Oitenta tiros: a execução de um músico pelo Exército nacional virou símbolo da violência das forças de segurança no Rio
Os nove acusados pelos 80 disparos que levaram à morte o músico Evaldo Rosa e o catador Luciano Macedo no Rio de Janeiro, em abril, alegaram ter confundido o carro que levava as vítimas, em depoimentos prestados à Justiça Militar. Mais cedo, um veículo do mesmo modelo teria trocado tiros com os agentes do Exército. O argumento dos militares explicita a lógica operacional que se instaurou no estado com a maior letalidade policial do país.
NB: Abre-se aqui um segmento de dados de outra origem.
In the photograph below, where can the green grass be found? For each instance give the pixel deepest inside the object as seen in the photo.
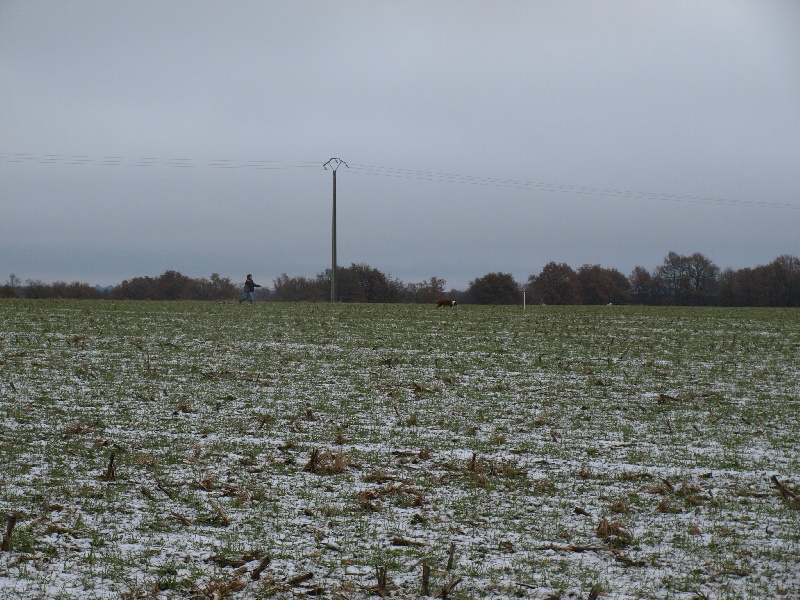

Atirar, avaliam especialistas, deixou de ser a última opção para virar regra.
"Vai ser difícil olhar para o rosto da minha filha e me lembrar de tudo. Não sei nem o que vou falar quando ela perguntar quem é o pai dela", desabafa Dayana Horrara da Silva, viúva do catador Luciano Macedo, em vídeo divulgado pela ONG Rio de Paz.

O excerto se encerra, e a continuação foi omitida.